Well, Shirin did screen from 26-29 November.

But good to know. I fell asleep half way through, so I really need to start it again. I did kind of like what I saw, but it bothered me somewhat.

This experiment has been done many times in the past (Most notably Godfrey Reggio's Evidence), but I wondered if the facial expressions in Shirin were "real", or were they just performances? If the reactions from these women were fabricated, just a “performance”, what's the point? In Evidence (which is on YouTube, it’s only six minutes long), Reggio filmed “real” reactions, and it was amazing, but Shirin just seems fake and useless.

Paul Martin said...

I didn't learn that they were fake until after I'd seen it, and I couldn't really tell while watching, though I did wonder. I don't think it matters.

Jake said...

I think Keno was wondering where you found out that Watt was a producer on Prime Mover. I can't say I've seen this information elsewhere either.

Paul Martin said...

Jake, I'm one of those hard-core types that stays and reads the credits (it ain't over until it's over). That's where I got the info from.

Anonymous said...

I wonder whether possibly Sarah Watts != Sarah Watt.

James said...

I certainly think Irreversible is a much strong film than Antichrist. Both I never want to see again, but the raw power behind Irreversible is undeniable.

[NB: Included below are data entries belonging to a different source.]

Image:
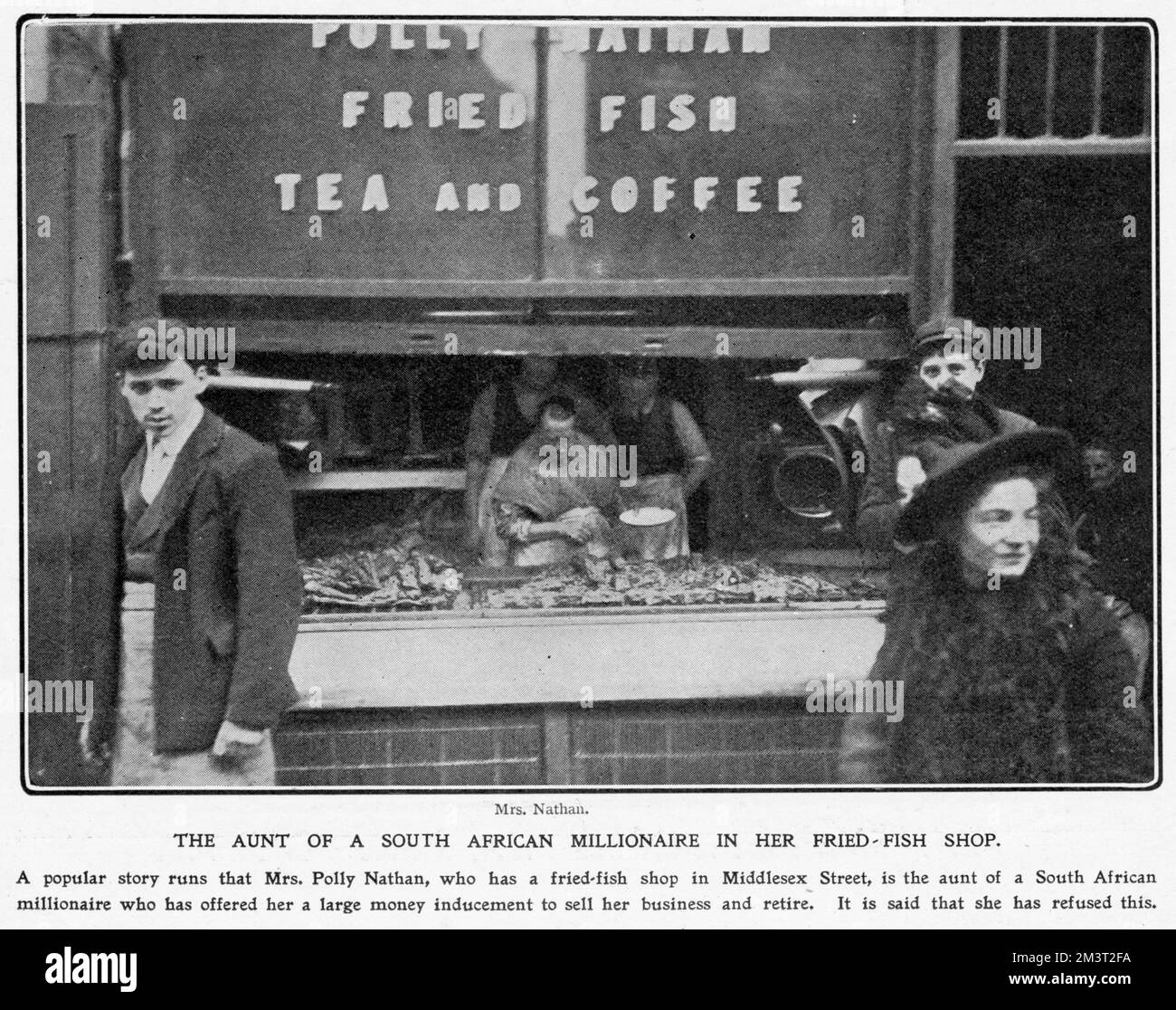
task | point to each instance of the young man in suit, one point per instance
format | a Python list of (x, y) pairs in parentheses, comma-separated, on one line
[(944, 375), (195, 587)]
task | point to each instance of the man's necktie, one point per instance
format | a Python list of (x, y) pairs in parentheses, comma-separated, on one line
[(154, 471)]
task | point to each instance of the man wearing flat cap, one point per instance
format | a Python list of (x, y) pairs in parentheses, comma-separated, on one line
[(936, 406), (195, 587)]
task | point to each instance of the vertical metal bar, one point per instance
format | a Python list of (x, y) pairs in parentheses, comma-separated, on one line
[(1050, 78), (1002, 84), (917, 233), (542, 40), (556, 745), (71, 296), (1145, 129), (941, 212), (1096, 86)]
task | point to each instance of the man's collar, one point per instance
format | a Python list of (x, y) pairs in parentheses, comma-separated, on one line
[(175, 441)]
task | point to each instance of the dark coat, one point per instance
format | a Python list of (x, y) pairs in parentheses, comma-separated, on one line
[(228, 592), (878, 506), (1094, 731)]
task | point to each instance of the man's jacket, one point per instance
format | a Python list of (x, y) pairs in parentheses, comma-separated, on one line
[(228, 592), (878, 506)]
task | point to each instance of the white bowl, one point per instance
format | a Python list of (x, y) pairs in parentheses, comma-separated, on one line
[(648, 516)]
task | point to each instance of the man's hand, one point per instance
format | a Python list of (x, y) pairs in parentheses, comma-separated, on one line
[(576, 528), (235, 744), (908, 474), (90, 754)]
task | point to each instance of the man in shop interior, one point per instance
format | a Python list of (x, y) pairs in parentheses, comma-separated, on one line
[(195, 587), (937, 405), (671, 458), (504, 417)]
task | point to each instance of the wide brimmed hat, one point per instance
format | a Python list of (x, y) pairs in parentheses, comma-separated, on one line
[(956, 469)]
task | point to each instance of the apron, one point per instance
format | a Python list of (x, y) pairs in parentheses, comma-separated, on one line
[(134, 762), (495, 551), (658, 543), (561, 548)]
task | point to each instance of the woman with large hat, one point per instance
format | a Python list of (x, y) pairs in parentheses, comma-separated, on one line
[(1012, 670)]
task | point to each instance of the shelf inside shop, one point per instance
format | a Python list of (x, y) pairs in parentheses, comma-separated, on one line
[(379, 481)]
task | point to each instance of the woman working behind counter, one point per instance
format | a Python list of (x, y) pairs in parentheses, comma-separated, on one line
[(671, 456), (504, 417)]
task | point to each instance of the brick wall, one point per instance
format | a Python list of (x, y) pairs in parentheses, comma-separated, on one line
[(634, 744)]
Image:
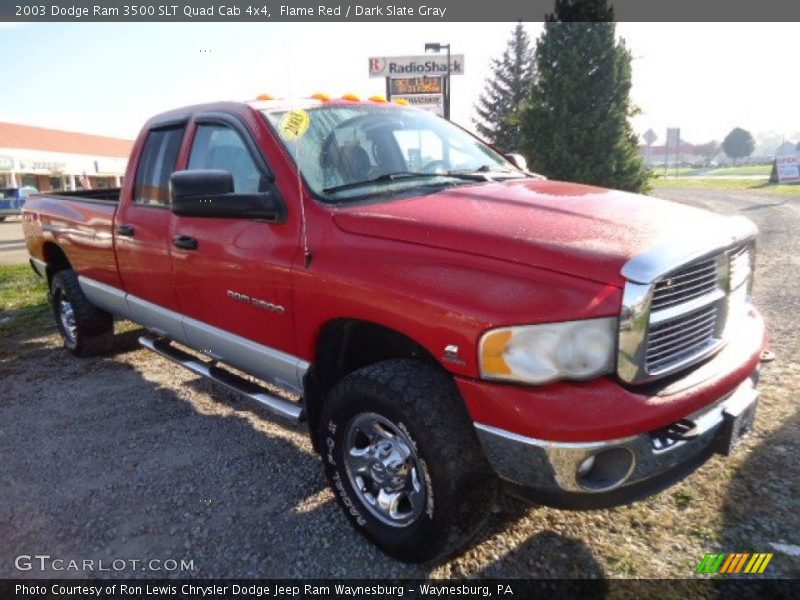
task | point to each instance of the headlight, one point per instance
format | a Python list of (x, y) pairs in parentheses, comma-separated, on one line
[(542, 353)]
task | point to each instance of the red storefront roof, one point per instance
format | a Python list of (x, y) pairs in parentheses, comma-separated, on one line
[(26, 137)]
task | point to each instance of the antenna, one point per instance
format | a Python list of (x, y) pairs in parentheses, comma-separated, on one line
[(303, 221)]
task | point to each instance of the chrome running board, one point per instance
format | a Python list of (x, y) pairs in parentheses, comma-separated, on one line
[(233, 382)]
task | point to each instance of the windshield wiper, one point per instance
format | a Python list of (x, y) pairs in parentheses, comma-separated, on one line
[(401, 175)]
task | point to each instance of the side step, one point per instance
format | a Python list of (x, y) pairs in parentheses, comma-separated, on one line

The opening scene of Antichrist is very pretentious and almost reminds me of Barney's b&w film he made in The Simpsons.

Paul Martin said...

I agree with you, James, that neither film is something to be revisited. Once is certainly enough, though I could possibly contemplate Irreversible given that I didn't realise on first viewing that the guy who got up close and personal with the fire extinguisher was not the actual perpetrator. It is hard viewing but ends on such a lovely humanistic note.

I think the entirety of Antichrist could be legitimately described as pretentious, not that I've thought of it as such. I don't recall Barney's B&W film, though I have probably seen it.